Once I felt comfortable putting words into Ishmael’s mouth, creating his love interest, Abigail Bird, was relatively simple, as she shared his obsession with literature. Yet I knew that I could not have Abigail simply mimic Ishmael’s style, so I made her a bit less formal and stuffy. For example, she uses contractions and some vernacular phrases; Ishmael never does.
In any case, that’s all I had at first—an opening line and a vague concept. No story, no beginning, no end. The Anna Karenina stuff came much later.
As for the rest of the book, I just winged it. I’ve used outlines for screenplays, because producers generally require them and because I secured most of my deals from pitching stories to studio development execs. My Hollywood writing career began the usual way—by writing spec scripts. But after my first movie came out (“Short Time” — 20th Century Fox), I was suddenly a known quantity and was able to pitch (although I was godawful at it.)
But I don’t use outlines for novels. I seldom have a precise ending in mind when I begin, which can be dangerous if you get to page 300 and have no idea where to go. But for me, the discovery process is enjoyable and I find that if I follow the character’s voice and motivation, and if I throw a few balls in the air, so to speak, I can usually invent a fairly interesting ending, one with a few twists and surprises.

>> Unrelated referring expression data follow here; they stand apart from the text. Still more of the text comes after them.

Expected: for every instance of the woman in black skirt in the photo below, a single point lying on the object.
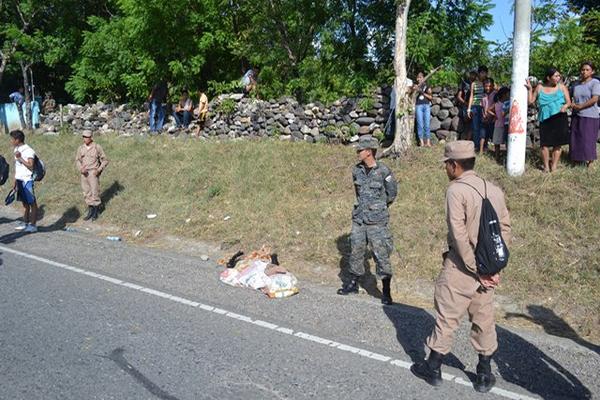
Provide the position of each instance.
(553, 100)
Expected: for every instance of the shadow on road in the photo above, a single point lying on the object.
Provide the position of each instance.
(368, 280)
(553, 325)
(117, 357)
(69, 216)
(519, 362)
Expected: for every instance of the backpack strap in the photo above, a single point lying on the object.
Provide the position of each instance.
(475, 189)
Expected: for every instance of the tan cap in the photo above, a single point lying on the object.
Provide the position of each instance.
(367, 142)
(459, 150)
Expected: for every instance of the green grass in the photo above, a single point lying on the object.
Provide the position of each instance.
(298, 198)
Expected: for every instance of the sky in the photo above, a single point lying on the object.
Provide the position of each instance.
(503, 21)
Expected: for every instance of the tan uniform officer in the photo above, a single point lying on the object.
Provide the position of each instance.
(459, 289)
(90, 161)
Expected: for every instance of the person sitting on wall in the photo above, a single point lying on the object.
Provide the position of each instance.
(249, 81)
(183, 110)
(49, 104)
(202, 111)
(19, 99)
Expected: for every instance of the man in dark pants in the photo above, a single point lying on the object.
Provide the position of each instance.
(376, 189)
(459, 288)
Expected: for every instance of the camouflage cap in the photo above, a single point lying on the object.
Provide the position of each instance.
(459, 150)
(367, 142)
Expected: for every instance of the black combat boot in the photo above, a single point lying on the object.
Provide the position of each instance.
(350, 287)
(429, 370)
(95, 214)
(90, 213)
(485, 380)
(386, 295)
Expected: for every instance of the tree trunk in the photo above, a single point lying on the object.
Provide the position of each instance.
(27, 90)
(404, 120)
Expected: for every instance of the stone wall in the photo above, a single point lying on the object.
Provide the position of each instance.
(234, 116)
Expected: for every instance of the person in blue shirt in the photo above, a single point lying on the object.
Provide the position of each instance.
(18, 98)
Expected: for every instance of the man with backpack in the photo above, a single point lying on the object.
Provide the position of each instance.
(24, 166)
(91, 161)
(476, 253)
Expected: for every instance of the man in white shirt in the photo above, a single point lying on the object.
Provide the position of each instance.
(24, 160)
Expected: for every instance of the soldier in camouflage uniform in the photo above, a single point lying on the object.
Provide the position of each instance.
(376, 189)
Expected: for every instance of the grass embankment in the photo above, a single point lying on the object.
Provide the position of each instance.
(298, 198)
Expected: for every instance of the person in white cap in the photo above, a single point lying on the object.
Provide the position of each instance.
(91, 161)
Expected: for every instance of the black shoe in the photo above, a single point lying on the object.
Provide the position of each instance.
(485, 380)
(95, 213)
(429, 370)
(350, 287)
(386, 295)
(90, 213)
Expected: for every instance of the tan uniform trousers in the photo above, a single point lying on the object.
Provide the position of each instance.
(91, 187)
(455, 295)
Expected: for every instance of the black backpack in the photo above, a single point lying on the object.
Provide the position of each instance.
(39, 169)
(4, 170)
(491, 252)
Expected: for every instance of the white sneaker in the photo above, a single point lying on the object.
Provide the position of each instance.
(31, 228)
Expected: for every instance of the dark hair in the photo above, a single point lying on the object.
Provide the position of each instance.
(501, 93)
(467, 164)
(588, 63)
(549, 72)
(18, 135)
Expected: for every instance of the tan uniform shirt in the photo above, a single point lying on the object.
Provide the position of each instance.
(91, 157)
(463, 211)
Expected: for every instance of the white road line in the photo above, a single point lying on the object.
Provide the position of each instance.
(242, 318)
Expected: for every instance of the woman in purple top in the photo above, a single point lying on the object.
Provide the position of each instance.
(585, 121)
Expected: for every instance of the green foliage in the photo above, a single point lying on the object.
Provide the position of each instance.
(213, 191)
(115, 50)
(559, 52)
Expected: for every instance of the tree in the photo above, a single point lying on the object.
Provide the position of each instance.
(404, 122)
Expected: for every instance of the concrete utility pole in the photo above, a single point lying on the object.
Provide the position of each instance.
(517, 129)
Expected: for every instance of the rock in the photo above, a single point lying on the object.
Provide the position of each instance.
(365, 121)
(442, 134)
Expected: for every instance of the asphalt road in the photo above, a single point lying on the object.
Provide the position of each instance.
(85, 318)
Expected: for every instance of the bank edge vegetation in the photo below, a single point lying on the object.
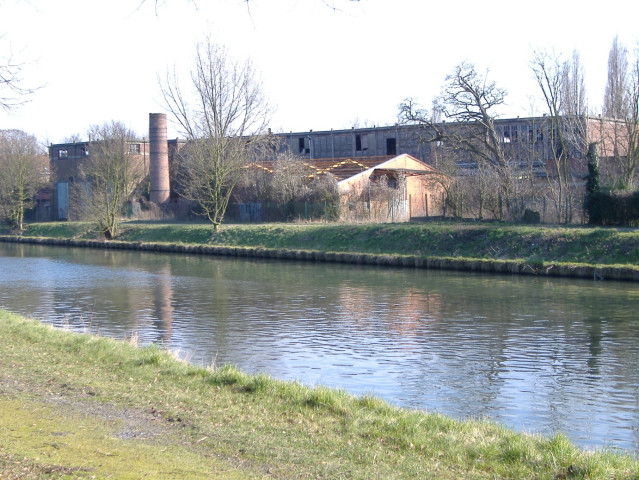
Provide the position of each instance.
(79, 406)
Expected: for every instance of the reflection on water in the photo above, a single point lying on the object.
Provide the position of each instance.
(539, 355)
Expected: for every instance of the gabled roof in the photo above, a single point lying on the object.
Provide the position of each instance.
(387, 166)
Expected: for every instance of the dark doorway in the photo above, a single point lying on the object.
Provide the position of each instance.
(391, 146)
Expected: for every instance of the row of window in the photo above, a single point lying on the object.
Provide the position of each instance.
(361, 144)
(134, 148)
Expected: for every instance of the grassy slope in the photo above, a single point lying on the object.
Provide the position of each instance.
(594, 246)
(77, 406)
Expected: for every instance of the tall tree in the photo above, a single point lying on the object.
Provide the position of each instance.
(22, 173)
(469, 99)
(556, 83)
(224, 115)
(615, 95)
(13, 92)
(621, 104)
(112, 173)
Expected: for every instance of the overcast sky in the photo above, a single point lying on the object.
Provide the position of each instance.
(322, 68)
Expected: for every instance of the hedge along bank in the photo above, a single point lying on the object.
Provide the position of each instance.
(533, 267)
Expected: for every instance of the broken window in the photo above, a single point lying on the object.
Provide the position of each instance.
(361, 142)
(303, 145)
(506, 134)
(391, 146)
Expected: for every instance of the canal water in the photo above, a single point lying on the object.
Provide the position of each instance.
(536, 354)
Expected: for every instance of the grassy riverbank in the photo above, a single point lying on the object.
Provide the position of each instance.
(78, 406)
(537, 245)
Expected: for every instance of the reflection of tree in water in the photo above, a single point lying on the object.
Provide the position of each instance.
(595, 334)
(163, 304)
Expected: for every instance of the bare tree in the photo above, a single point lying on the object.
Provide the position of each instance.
(22, 173)
(621, 105)
(112, 173)
(224, 116)
(470, 100)
(615, 100)
(557, 85)
(13, 93)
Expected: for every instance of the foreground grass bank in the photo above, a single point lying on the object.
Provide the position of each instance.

Of course, it’s important to love to write, and I do, Finishing that first draft and typing the words, “The End,” can be a real kick. But then comes the hard part—rewriting, aguably the most important part of the process. By rewriting, I do not mean proofreading. I mean editing out or adding whole chapters, changing and refining characters, locating and changing discrepancies, making the language sing and so on. I often find myself rewriting 20 or 30 times and even then I am seldom completely satisfied but I know that eventually I will have to stop.
It’s the next part that I despise the most—handing the manuscript in to my agent, waiting for her to read it, doing more rewrites, going nuts as the she sends it around to editors, trying not to bug her with nagging phone calls. Yes, you will be joyful if the novel sells, but in my experience that euphoria is short-lived because the next chore is particpating in the marketing (readings, utilizing social networks and so forth), knowing full well, that if this book does not do well, it will become much more difficult to sell your next one.